What’s happening at Black Swan Lake?
Just like thousands of other land clearing sites across the state and country, Black Swan Lake, a 2.75 ha freshwater lake is being destroyed, filled in and turned into a carpark. The land clearing happening at Black Swan Lake which is resulting in the injury, displacement and death of the native wildlife is devastatingly authorised by law – according to permits issued by authorities.
Can they be charged with animal cruelty?
Provided there is compliance with the conditions of these permits – including having a spotter catcher present, nothing done to these animals constitutes cruelty as it is defined in the Animal Care and Protection Act 2001. Despite our own personal judgements.
RSPCA Inspectors do not have the power to stop the development at Black Swan Lake. That’s the law. Not our choice. No matter the pressure put on us, how it’s viewed, however emotionally charged or tragic the results - it’s simply the facts and we cannot change that right now.
Animal cruelty and the law
People use the term ‘cruelty’ to refer generally to any mistreatment of animals. But the legal definition of cruelty excludes any acts done to animals that are authorised, justified or excused by law. So quite often, land clearing permits ‘authorise’ what would otherwise be cruelty. These acts that are authorised, justified or excused by law are not cruelty by definition and therefore, RSPCA cannot take any action
So what are the RSPCA doing?
RSPCA Qld are devoting significant resources to Black Swan Lake and other land clearing events happening around Queensland. This includes working with stakeholders, including wildlife rescue groups and government, to have land clearing laws changed.
Who CAN do something?
The only people who can take action about what is happening during land clearing are the local Council and the Department of Environment and Science - depending on who issues the permits.
- Having a spotter catcher on site is a Council requirement for Black Swan Lake - so any queries about them having one on site can go through to the City of Gold Coast Council
- If you believe the spotter catcher is not discharging their duties as required this may well warrant an investigation, you can contact The Queensland Government Department of Environment and Science.
- The Department of Environment and Science are involved with the species management plan (SMP) but can investigate any suspicions of “illegal take” (injuring, harming or killing wildlife).
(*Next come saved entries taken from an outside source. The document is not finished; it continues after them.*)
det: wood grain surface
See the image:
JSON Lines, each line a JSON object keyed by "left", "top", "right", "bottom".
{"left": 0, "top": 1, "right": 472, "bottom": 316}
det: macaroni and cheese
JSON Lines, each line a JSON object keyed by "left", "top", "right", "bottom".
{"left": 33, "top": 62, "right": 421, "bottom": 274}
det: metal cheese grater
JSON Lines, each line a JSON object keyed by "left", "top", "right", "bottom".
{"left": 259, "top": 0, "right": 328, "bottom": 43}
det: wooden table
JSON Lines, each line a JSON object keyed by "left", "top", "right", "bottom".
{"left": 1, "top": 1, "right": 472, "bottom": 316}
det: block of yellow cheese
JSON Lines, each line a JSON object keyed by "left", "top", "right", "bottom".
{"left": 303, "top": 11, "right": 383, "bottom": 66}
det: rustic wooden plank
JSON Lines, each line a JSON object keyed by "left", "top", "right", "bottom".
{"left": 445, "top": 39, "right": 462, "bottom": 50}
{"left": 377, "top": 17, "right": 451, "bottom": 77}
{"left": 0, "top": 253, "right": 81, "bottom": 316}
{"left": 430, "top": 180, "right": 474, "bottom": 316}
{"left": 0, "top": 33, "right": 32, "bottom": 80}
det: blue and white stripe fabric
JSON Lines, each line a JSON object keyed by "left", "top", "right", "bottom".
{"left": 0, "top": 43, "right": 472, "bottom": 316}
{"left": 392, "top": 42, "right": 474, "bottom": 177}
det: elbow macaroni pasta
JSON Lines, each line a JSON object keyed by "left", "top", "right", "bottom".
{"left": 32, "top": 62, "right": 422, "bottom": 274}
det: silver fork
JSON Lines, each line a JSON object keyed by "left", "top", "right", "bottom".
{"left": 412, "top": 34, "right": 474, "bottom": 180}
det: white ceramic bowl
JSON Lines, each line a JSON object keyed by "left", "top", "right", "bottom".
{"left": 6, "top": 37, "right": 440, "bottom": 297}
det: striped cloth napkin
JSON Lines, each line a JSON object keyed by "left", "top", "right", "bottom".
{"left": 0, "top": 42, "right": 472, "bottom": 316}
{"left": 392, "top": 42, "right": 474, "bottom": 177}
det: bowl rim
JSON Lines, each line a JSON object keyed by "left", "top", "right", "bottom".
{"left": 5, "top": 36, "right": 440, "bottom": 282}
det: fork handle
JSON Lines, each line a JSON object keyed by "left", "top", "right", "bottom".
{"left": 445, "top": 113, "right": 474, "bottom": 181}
Their email address is email@example.com
- If there is evidence of deliberate cruelty not authorised by permits (like deliberate killing or injuring of animals done outside the scope of the permit – e.g. a worker kicks a swan, or stomps on a turtle, or puts a live animal in a bin) then please make a detailed report to the RSPCA online at www.rspcaqld.org.au/cruelty or by calling 1300 ANIMAL (1300 264 625).
Understanding the absurdity
We understand how absurd it is that if this same harm was done to these animals in other circumstances, we could prosecute. Nothing is more bizarre than RSPCA being able to enforce appropriate living conditions for chickens in someone’s back yard, while being unable to enforce those same living conditions for all the chickens kept in commercial premises.
We would like to see a world where all animals are entitled to the same standard of care – and while we are moving towards that world, it’s a slow journey. We just need to make sure we keep moving and do not give up.
The fact that Black Swan Lake is under the spotlight, being scrutinised by many and outrage is building does provide us with some relief - people care. We are grateful for the good work of individuals and organisations attending the site, and raising awareness about land clearing. Their protests and complaints have kept this issue in the minds and hearts of the community, and ensured that all involved in the land clearing are held to account.